The Government will introduce the change to child neglect legislation in the Queen’s Speech in June.

The move follows a campaign to change current criminal law in England and Wales, led by charity Action for Children and MPs from all three main parties in Westminster, including Mr Buckland.

The new legislation would make it a crime to do anything that deliberately harmed a child's "physical, intellectual, emotional, social or behavioural development".

Parents found guilty under the law change could face up to ten years in prison, the maximum term in child neglect cases.

New offences could include forcing a child to witness domestic violence, making a child a scapegoat or forcing degrading punishments upon him or her.

“Together with MPs of all parties, I have been supporting this campaign and I am pleased that the Government is looking at reforms to criminal law,” said Mr Buckland.

“The legislation is old – it was first written in the Victorian times – and was confined to physical abuse but there is more and more evidence emerging of serious conduct resulting in emotional harm and neglect of children, such as parents terrorising a young child. The scars may not be visible but that does not mean they are not there.

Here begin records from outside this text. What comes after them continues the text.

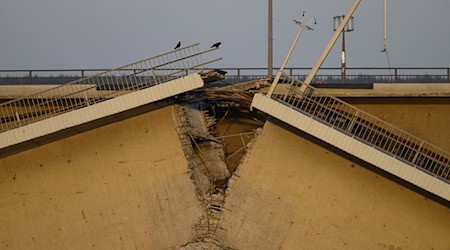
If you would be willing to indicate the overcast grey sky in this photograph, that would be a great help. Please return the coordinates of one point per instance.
(36, 34)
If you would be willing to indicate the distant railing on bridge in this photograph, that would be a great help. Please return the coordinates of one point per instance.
(235, 75)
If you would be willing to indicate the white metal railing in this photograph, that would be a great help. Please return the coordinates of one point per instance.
(94, 89)
(368, 129)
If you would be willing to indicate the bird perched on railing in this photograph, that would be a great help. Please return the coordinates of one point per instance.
(216, 45)
(178, 45)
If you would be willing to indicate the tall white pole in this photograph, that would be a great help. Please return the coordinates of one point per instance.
(330, 45)
(385, 26)
(280, 71)
(270, 42)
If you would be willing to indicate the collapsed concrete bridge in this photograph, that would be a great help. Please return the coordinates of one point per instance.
(155, 178)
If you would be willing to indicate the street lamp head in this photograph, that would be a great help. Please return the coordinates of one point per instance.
(337, 20)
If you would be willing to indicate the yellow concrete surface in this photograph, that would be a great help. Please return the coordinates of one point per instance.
(421, 117)
(290, 193)
(122, 186)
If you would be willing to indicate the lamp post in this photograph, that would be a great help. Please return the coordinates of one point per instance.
(270, 41)
(349, 27)
(302, 26)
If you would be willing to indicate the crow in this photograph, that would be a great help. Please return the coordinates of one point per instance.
(178, 45)
(216, 45)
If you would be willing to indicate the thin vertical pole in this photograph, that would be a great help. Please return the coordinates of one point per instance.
(385, 26)
(329, 46)
(280, 71)
(270, 42)
(343, 58)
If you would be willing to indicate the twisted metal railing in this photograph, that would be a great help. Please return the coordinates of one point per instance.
(98, 88)
(368, 129)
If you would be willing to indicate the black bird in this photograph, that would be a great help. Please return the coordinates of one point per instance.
(216, 45)
(178, 45)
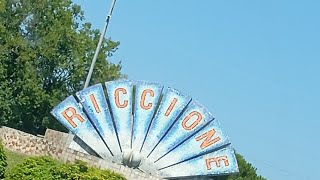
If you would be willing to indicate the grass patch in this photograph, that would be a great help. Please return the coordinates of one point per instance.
(14, 158)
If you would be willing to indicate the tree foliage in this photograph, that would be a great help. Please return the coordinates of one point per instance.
(3, 161)
(247, 171)
(45, 52)
(46, 168)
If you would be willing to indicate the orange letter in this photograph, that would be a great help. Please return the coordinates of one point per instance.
(117, 99)
(95, 104)
(217, 161)
(194, 124)
(143, 98)
(73, 115)
(173, 103)
(208, 142)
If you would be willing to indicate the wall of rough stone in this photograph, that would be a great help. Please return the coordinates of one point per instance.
(56, 144)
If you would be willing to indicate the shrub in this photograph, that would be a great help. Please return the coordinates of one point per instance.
(46, 168)
(3, 161)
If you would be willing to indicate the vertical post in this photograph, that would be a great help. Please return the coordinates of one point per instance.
(99, 44)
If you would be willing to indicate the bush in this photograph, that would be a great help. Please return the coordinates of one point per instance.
(3, 161)
(46, 168)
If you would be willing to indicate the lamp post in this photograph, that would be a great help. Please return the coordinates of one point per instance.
(99, 44)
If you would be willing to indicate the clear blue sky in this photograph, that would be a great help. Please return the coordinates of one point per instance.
(254, 63)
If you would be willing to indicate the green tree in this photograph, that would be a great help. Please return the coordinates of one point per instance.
(3, 161)
(247, 171)
(45, 52)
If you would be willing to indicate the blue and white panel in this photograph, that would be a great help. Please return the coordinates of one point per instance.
(95, 105)
(172, 104)
(192, 119)
(216, 163)
(69, 113)
(120, 99)
(146, 101)
(208, 139)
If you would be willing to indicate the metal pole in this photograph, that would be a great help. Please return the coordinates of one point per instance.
(99, 45)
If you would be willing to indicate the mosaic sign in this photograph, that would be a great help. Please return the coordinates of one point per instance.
(147, 126)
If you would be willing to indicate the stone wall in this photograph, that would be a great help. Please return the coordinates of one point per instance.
(56, 144)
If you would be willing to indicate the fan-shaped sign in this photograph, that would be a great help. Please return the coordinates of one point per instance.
(143, 125)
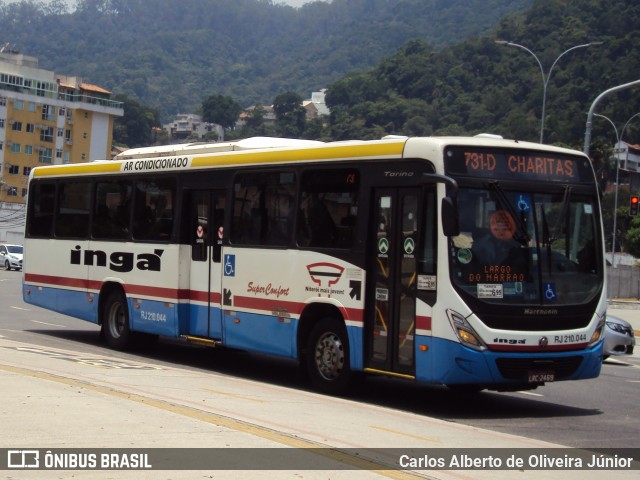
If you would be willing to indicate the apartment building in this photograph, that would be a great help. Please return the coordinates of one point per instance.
(45, 119)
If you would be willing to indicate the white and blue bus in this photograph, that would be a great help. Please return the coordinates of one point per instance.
(469, 262)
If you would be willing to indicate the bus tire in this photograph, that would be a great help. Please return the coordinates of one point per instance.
(327, 356)
(115, 322)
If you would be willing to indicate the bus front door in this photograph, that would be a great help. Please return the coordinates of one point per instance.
(390, 322)
(205, 297)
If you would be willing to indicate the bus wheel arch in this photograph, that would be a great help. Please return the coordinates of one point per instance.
(114, 317)
(324, 348)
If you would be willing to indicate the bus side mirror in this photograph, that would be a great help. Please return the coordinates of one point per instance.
(449, 214)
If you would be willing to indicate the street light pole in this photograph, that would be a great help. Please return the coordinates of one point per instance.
(547, 76)
(615, 198)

“What we wanted was for criminal law to keep up to date with what is currently happening in civil courts.

“This is about dealing with significant risk of harm and a reform of the law could help protect many more children.”

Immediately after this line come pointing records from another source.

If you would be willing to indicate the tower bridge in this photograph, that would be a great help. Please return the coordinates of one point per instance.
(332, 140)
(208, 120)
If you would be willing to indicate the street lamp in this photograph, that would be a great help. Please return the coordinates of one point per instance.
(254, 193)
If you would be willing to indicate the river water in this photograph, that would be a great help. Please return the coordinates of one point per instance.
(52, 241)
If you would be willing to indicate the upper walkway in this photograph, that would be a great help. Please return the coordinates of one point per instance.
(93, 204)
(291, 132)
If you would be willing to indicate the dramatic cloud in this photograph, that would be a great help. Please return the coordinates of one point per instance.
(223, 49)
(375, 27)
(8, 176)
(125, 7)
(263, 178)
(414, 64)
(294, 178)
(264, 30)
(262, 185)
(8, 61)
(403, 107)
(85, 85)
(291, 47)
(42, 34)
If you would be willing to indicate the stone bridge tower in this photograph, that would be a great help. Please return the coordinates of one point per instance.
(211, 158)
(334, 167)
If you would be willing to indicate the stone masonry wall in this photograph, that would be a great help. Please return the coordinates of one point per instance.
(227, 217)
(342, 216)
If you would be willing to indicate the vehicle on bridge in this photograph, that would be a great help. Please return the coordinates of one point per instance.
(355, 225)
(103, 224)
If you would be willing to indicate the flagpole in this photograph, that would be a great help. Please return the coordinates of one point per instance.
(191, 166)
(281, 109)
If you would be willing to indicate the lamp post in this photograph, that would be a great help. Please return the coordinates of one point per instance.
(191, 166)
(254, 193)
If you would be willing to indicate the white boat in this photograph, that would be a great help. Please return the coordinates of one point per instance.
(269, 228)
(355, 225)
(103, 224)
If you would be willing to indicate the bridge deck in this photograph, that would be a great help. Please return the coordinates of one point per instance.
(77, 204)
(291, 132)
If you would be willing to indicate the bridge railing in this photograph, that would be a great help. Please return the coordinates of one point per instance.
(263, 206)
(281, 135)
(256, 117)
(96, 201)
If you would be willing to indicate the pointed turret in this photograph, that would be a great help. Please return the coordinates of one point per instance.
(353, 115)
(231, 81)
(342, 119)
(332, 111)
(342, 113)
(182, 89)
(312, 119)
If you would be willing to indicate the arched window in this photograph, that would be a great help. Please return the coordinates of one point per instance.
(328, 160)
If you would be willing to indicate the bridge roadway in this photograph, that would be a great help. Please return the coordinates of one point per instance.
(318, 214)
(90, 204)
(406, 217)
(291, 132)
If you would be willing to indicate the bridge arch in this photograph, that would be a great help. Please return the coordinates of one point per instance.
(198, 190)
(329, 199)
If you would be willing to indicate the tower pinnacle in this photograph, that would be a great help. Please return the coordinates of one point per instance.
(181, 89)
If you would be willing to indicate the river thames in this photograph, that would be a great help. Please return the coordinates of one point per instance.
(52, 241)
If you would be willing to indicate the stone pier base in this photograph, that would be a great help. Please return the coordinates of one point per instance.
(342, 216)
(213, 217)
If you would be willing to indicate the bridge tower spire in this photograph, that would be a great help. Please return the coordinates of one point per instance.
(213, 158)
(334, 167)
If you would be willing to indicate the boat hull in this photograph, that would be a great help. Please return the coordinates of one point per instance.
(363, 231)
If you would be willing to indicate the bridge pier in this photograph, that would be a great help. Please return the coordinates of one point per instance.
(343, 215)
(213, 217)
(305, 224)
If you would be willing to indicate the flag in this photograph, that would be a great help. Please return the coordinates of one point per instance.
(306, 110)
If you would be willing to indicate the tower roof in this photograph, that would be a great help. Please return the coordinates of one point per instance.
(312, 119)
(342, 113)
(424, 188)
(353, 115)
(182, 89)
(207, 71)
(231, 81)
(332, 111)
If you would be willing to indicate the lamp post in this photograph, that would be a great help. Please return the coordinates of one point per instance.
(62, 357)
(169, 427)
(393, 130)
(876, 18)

Neglect is the most common reason for a child protection referral across the UK and emotional abuse is more common in these cases than physical harm, according to the Department for Education.

Action for Children's chief executive Sir Tony Hawkhead added: “This is a monumental step forward for thousands of children who we know suffer from emotional abuse and countless others whose desperate situations have yet to come to light.

“I’ve met children who have been scapegoated in their families, constantly humiliated and made to feel unloved. The impact is devastating and can lead to life-long mental health problems and, in some cases, suicide.

“We are one of the last countries in the western world to recognise all forms of child abuse as a crime. Years of campaigning have been rewarded, the Government has listened and this law will change lives.”